The Palazzo Colonna is located near the Piazza Venezia in the centre of Rome. The building has been owned by the same noble family for more than 900 years. The Galleria Colonna still houses part of the art collection established over the years by this Colonna family. The exhibition can only be visited on Saturday mornings.
Palazzo Colonna Rome
Address, opening hours and admission
Palazzo Colonna is located on Via della Pilotta 17, Rome (Tel: +39 066784350/362). Bus: 40, 60, 64, 70, 117, 170, H, N7, N8, N9, N15, N18. Opening Hours: The Galleria Colonna is open every Saturday morning from 9am to 1.15pm.
History and description
Part of the Palazzo Colonna dates from the beginning of the 15th century, when Martino V Colonna was pope.
The current appearance of the palace, however, is mainly due to a renovation carried out by Nicola Michetti in the year 1730.
The building is part of a large block of houses between the Piazza SS. Apostoli and the Via della Pilotta.
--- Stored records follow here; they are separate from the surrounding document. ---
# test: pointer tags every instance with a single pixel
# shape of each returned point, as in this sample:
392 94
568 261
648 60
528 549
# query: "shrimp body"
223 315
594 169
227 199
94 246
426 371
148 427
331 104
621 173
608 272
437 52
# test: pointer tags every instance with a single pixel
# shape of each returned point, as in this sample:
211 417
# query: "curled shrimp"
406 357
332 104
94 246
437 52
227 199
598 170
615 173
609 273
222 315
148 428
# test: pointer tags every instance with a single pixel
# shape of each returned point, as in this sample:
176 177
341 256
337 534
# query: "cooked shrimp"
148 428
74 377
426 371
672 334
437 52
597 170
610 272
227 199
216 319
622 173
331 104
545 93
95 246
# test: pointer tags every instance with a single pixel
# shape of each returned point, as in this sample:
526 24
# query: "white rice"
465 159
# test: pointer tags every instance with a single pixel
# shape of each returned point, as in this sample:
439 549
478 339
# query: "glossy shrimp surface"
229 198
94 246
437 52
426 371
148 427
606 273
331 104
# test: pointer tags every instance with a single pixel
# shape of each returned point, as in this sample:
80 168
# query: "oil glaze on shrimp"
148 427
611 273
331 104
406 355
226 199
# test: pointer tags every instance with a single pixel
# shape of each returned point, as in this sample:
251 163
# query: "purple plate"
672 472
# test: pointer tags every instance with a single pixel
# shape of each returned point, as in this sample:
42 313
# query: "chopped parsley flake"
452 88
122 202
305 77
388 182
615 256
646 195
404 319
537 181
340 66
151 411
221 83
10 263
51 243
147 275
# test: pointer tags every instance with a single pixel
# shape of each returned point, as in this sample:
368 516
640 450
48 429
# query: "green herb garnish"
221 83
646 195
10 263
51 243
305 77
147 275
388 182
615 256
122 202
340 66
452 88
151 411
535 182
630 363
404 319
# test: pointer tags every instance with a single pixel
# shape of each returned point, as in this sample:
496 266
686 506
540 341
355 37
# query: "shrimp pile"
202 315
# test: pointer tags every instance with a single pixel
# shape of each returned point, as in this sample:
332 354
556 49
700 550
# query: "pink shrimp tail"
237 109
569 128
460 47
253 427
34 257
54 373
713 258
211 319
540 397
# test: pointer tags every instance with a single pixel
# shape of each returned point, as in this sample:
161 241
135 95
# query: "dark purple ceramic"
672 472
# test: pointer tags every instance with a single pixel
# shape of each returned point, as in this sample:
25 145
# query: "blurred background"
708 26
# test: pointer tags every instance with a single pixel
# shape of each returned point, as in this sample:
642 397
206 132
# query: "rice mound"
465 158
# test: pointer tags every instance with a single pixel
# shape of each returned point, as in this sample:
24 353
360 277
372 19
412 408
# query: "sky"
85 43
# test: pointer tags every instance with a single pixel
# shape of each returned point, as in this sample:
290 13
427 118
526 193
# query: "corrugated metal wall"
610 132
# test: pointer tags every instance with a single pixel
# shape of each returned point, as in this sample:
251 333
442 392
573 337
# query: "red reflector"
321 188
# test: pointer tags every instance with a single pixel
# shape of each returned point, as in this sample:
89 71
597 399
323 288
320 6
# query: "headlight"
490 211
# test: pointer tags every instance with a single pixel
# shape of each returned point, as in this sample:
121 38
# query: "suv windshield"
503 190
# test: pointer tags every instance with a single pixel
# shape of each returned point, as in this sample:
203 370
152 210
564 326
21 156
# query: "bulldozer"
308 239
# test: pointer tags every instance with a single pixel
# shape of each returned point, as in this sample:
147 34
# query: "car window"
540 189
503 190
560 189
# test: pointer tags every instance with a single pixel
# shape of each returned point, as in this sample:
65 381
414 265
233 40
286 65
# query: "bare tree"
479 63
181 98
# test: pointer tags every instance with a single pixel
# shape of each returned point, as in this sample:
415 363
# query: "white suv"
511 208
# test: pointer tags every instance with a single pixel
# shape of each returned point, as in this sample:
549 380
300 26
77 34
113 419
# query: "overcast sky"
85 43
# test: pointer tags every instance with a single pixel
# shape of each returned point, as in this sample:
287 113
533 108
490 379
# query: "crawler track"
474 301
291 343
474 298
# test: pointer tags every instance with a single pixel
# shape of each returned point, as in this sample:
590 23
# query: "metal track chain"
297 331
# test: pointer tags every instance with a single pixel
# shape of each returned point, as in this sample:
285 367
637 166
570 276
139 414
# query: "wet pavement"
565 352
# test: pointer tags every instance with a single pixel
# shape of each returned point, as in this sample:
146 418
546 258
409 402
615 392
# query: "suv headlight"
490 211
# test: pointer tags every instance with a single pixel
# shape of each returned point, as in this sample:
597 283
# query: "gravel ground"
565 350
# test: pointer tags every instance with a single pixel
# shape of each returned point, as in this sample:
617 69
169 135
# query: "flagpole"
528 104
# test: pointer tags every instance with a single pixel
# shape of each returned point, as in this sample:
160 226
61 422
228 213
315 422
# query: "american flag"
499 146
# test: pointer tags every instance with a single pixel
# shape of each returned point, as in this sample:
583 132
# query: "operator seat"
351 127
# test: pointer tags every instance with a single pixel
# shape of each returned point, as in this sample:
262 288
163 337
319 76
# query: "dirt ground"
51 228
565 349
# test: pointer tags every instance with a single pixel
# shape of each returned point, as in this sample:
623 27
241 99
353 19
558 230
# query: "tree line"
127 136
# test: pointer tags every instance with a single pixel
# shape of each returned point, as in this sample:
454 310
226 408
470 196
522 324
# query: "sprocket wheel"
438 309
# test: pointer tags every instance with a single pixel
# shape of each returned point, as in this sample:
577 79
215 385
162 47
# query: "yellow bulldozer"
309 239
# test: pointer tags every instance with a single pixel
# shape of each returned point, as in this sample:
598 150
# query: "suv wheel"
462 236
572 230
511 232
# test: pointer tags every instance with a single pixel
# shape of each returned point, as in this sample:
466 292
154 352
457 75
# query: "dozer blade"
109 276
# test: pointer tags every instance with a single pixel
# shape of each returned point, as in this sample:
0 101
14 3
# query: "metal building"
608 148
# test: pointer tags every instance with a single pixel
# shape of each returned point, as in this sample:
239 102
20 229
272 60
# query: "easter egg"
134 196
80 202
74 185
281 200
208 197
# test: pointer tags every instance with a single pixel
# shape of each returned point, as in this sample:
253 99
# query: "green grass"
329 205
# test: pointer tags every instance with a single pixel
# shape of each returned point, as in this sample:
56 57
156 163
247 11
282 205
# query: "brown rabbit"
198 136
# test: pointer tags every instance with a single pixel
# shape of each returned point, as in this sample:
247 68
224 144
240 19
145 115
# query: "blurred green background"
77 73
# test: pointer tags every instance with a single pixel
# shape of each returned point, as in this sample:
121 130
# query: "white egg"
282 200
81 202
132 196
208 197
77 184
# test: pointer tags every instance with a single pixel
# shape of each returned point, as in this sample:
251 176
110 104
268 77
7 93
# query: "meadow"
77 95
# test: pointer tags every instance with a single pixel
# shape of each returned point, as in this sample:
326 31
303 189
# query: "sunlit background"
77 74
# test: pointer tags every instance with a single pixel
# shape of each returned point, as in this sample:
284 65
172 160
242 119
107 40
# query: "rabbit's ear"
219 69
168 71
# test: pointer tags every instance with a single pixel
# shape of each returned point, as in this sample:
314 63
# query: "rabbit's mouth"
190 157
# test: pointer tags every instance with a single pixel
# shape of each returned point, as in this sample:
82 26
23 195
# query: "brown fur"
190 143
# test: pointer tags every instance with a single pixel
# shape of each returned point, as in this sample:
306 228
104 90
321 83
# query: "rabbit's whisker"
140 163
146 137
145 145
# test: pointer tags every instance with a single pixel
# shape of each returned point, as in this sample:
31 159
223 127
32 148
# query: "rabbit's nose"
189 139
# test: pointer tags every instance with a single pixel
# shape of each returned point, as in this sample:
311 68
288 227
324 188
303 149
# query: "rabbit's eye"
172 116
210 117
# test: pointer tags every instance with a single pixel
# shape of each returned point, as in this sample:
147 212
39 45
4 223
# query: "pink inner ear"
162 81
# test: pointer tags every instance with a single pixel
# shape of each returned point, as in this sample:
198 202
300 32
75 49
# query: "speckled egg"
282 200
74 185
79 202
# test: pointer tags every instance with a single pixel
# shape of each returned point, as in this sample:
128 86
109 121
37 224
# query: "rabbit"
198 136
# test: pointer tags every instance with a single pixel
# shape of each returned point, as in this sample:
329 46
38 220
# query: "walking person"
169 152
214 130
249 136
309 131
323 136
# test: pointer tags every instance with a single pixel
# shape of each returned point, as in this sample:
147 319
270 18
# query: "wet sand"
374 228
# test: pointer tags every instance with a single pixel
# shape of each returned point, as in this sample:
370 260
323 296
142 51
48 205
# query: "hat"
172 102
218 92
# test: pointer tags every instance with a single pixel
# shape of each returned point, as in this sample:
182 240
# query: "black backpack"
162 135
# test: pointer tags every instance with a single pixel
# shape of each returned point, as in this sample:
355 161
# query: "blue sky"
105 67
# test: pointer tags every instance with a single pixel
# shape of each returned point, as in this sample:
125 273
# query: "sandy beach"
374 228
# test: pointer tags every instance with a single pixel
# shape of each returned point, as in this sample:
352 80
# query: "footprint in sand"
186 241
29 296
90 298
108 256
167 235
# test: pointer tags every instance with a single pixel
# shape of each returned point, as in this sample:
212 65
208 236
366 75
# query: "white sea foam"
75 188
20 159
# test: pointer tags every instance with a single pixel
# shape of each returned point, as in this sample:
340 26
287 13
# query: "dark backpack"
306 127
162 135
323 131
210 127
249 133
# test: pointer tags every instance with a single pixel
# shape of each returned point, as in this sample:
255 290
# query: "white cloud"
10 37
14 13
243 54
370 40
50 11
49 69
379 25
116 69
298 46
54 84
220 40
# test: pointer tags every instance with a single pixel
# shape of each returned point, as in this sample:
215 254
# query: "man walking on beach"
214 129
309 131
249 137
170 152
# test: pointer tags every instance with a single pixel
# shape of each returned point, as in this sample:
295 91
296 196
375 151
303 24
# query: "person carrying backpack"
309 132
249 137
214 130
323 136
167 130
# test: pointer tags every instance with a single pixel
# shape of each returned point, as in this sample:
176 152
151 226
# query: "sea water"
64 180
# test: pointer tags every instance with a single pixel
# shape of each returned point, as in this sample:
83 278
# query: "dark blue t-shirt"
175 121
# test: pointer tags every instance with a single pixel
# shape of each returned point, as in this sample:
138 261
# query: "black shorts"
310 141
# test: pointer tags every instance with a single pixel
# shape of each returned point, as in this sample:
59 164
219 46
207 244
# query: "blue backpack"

From here, four viaducts across the street give access to the Villa Colonna.
The Palazzo itself is the seat of the Galleria Colonna, which was started by Cardinal Girolamo Colonna. Here one can admire works of great masters such as Veronese, Tintoretto and Guercino. The Galleria also offers an excellent view of the private gardens of the palace, which were built on the ruins of the Temple of Serapide.
The huge frescoes in the majestic hall illustrate the life of the ancestor Marcantonio Colonna II, with martial scenes from the Battle of Lepanto, where the Turkish fleet was defeated in 1571.
Military trophies and huge mirrors decorated with playing cherubs are everywhere, making the baroque interior look even more impressive. Marble tables and double rows of chandeliers made of Murano glass on the ceiling complete the picture.
Since the Colonna family still lives in the palazzo, tourists can only visit on Saturday mornings.
The Apartment of Princess Isabella Colonna
It is not part of the halls open on Saturday mornings, but Princess Isabelle’s apartment has been kept in its original state by the current Colonna princes. The family photos, as well as the 27 paintings by Vanvitelli and displayed in the room named after him, can be seen as they were positioned back in Princess Isabella’s own time. Vanvitelli, by the way, was a Dutchman whose real name was Gaspar van Wittel.